The same can be said about supplements for immunity, vitamins, and minerals. Patience is the key to success!
How to Improve Creatine Effectiveness?
To improve creatine efficacy, it is important to take care of diet. Firstly, hydrate the body with fluids, especially water. Muscle cells need hydration to work and develop properly. If you normally drink between 70 and 100 fl oz, increase it by half. While training in a hot environment, you can even double the amount of water. Remember to spread water consumption throughout the day.
Another strategy is to combine creatine supplements with simple sugars, like sport drinks, fruit juices, or energy gels. Glucose boosts insulin secretion. It’s an anabolic hormone that increases creatine accumulation in muscle cells. Be aware that simple carbs are best to eat immediately after a workout, enhancing glycogen to resynthesize. The World Health Organization says that simple sugars shouldn’t exceed 10 to 15% of total carbohydrates' intake per day.

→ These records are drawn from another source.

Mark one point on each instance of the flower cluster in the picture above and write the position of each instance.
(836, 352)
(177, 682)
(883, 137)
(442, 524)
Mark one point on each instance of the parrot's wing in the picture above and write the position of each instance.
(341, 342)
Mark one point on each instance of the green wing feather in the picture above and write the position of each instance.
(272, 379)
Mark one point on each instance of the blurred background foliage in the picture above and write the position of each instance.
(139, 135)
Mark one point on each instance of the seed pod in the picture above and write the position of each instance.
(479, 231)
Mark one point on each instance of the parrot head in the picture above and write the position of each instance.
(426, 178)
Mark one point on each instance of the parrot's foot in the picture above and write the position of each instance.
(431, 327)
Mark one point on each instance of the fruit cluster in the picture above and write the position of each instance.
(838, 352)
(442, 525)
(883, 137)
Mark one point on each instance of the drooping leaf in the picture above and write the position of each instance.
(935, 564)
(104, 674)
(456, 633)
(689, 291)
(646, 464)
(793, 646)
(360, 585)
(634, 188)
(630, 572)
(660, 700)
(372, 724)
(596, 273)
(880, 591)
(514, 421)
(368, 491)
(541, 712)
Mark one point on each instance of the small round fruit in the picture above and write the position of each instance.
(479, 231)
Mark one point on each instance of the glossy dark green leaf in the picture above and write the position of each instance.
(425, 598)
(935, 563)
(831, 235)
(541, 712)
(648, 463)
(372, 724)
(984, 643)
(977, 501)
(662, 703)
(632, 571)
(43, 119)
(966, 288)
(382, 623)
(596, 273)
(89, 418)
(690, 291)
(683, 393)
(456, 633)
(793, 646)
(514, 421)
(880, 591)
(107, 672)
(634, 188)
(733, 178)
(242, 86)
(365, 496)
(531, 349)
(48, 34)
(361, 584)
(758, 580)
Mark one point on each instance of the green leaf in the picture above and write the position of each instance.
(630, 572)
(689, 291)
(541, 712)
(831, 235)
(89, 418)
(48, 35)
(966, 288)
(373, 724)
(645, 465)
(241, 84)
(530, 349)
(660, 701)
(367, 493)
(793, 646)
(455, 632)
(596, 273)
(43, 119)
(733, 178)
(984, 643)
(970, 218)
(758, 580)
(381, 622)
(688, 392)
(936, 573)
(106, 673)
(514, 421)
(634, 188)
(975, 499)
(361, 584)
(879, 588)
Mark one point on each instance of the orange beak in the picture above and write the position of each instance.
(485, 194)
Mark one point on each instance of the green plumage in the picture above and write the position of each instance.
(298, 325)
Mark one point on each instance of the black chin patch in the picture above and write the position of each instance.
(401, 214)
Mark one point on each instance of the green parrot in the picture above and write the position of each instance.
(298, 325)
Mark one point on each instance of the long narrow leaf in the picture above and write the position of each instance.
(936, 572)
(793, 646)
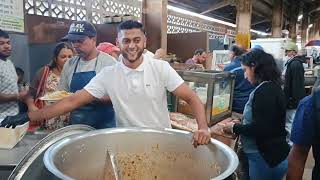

Research has shown that combining taurine and creatine creates a synergistic effect on endurance capacity. What is more, taurine is a biological transporter for creatine, making it absorb better.
If you want to incorporate creatine into your training regimen, choose the right form of supplement. Monohydrate can be the cheapest and most widely known, but it’s certainly not the quickest acting one. Malate, gluconate, or magnesium chelate may act faster and with smaller water-retention effects.